Recul drastique des frais d'itinérance dans la téléphonie mobile avant leur disparition

Les Européens peuvent maintenant téléphoner et utiliser l’Internet de l’étranger à moindres frais. Les coûts de la navigation mobile sont divisés par deux et ceux des appels d’environ un quart au 1er juillet.

EURACTIV.fr
Neelie Kroes est dans le collimateur de la commission d’enquête sur l’évasion fiscale  [EC]
Neelie Kroes est dans le collimateur de la commission d'enquête sur l'évasion fiscale [EC]

Les Européens peuvent maintenant téléphoner et utiliser l’Internet de l’étranger à moindres frais. Les coûts de la navigation mobile sont divisés par deux et ceux des appels d’environ un quart au 1er juillet.

Le 1er juillet est à marquer d’une pierre blanche par tous les utilisateurs de téléphonie mobile qui voyagent à l’étranger au sein de l’Union européenne. En effet, les frais d’itinérances subissent une diminution substantielle à partir de ce mois-ci, après une longue bataille de la Commission européenne. Appelés également « roaming », ces frais sont engendrés par l’utilisation d’un opérateur autre que celui auquel est abonné un consommateur.
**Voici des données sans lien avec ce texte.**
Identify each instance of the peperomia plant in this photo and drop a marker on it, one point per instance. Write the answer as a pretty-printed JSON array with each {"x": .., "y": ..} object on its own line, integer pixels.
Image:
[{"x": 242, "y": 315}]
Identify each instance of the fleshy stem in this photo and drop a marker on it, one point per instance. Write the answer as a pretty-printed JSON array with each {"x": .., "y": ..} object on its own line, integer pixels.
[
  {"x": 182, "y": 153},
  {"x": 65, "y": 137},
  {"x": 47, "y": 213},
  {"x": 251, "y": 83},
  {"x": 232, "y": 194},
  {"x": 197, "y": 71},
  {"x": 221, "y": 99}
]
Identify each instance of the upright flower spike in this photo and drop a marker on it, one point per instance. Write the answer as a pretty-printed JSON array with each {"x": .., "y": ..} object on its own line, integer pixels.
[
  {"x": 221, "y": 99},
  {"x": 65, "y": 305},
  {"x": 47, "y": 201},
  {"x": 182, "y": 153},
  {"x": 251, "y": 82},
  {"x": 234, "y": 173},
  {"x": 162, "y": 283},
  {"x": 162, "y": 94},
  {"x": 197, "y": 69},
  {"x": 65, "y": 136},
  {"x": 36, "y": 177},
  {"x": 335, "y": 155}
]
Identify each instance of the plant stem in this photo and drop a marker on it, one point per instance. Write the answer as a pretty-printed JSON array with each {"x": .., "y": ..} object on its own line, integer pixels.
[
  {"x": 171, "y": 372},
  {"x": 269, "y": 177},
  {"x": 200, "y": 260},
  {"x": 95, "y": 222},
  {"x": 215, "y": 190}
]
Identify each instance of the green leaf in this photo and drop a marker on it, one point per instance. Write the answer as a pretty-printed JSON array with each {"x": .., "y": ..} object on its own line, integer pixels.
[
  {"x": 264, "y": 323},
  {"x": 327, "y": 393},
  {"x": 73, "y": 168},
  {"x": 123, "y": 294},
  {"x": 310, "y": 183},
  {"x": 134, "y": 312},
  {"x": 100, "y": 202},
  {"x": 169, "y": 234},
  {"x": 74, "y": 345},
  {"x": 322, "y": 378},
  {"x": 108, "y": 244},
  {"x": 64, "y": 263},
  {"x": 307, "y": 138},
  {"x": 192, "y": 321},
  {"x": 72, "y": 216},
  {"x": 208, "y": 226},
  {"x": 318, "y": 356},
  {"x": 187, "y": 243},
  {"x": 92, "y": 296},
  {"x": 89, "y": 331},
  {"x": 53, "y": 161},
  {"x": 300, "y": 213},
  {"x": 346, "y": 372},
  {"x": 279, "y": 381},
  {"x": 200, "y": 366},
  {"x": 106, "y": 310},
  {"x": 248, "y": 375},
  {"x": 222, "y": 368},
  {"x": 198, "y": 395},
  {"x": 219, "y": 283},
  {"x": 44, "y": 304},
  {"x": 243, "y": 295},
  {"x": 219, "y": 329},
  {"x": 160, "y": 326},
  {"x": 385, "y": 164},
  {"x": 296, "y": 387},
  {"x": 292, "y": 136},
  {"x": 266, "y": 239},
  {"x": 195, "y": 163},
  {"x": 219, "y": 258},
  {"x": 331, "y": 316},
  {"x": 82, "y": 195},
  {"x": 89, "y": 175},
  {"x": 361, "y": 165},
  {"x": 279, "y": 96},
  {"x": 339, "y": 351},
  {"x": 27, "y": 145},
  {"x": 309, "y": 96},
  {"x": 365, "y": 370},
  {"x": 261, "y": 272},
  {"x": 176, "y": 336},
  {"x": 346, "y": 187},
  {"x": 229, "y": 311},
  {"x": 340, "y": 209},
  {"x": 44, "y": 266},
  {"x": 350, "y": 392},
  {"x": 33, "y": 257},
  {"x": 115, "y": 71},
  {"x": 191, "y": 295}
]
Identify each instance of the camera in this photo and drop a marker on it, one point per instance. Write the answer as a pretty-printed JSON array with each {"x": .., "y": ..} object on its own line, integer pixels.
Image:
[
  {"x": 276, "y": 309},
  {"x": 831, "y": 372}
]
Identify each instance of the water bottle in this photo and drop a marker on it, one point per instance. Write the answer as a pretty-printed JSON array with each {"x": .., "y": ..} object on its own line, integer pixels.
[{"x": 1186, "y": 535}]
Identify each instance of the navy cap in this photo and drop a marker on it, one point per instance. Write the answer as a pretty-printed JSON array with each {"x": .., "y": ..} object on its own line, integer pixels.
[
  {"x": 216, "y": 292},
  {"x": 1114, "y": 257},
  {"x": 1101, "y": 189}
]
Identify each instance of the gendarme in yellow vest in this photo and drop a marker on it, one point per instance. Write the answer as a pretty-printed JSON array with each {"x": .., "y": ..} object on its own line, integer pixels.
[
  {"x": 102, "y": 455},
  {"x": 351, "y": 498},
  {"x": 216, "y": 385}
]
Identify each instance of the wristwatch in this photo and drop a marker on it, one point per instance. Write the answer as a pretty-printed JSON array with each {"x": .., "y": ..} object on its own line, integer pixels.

Désormais, télécharger ou naviguer sur Internet à partir de l’étranger revient moitié moins cher qu’auparavant. De même, les appels téléphoniques de l’étranger coûtent 20 % de moins, et le coût d’une réception téléphonique est minoré de 30 %. Enfin, le tarif de l’envoi d’un SMS ne représente plus que deux tiers du prix pratiqué jusqu’à maintenant.

Autre nouveauté, les opérateurs de téléphonie mobile offrent à partir de ce mois-ci « la possibilité de souscrire à un contrat spécial d’itinérance avant leur départ […] et, leur permettront de choisir un opérateur local de téléphonie mobile ».

« C’est une bonne nouvelle pour les consommateurs. À partir du 1er juillet, le roaming de données est 25 fois moins cher qu’en 2010, lors de la précédente Coupe du Monde de football ! » s’est félicitée Neelie Kroes, vice-président de la Commission européenne et chargée de la stratégie numérique. Elle a poursuivi : « Cette baisse considérable des tarifs des données en itinérance fera une énorme différence pour nous tous cet été. Mais cela ne suffit pas. Pourquoi devrions-nous payer des frais d’itinérance dans un marché unique ? »

Vers la fin des frais d’itinérance

Ces mesures ne constituent en effet qu’une première étape. L’UE se penche actuellement sur la question en vue de supprimer toute forme de redevance d’itinérance. Dans ce contexte, la Commission a soumis un projet de règlement intitulé « continent connecté » en septembre 2013, dont l’objet à terme est de créer un marché unique des télécommunications au niveau de l’UE. L’objectif est de proposer un accès à Internet « neutre et ouvert » et de faire valoir les droits des consommateurs européens au regard des communications mobiles et de la navigation à haut débit sur tout le territoire de l’UE.

Le 3 avril dernier, le Parlement européen a voté la suppression des frais d’itinérance pour fin 2015. La commissaire en charge de la stratégie numérique en avait fait la promesse en 2010. « Ce vote est la réponse que l’UE apporte aux attentes de la population et c’est exactement à cela que l’UE doit servir : lever les obstacles pour rendre la vie des Européens plus facile et moins coûteuse », a-t-elle déclaré. Reste à trouver un accord en trilogue entre les Etats, la Commission et le texte adopté par le Parlement européen.

La présidence italienne, qui a pris ses quartiers depuis le 1er juillet à la tête du Conseil de l’UE, a pour sa part indiqué qu’elle était disposée à appuyer les réformes des télécoms votées par le Parlement européen, et ce, malgré la fronde des grands opérateurs européens.

>>Lire : La présidence italienne devrait soutenir la réforme des télécoms

Les États membres de l’UE, quant à eux, devraient prendre position sur le projet législatif d’ici la fin de l’année.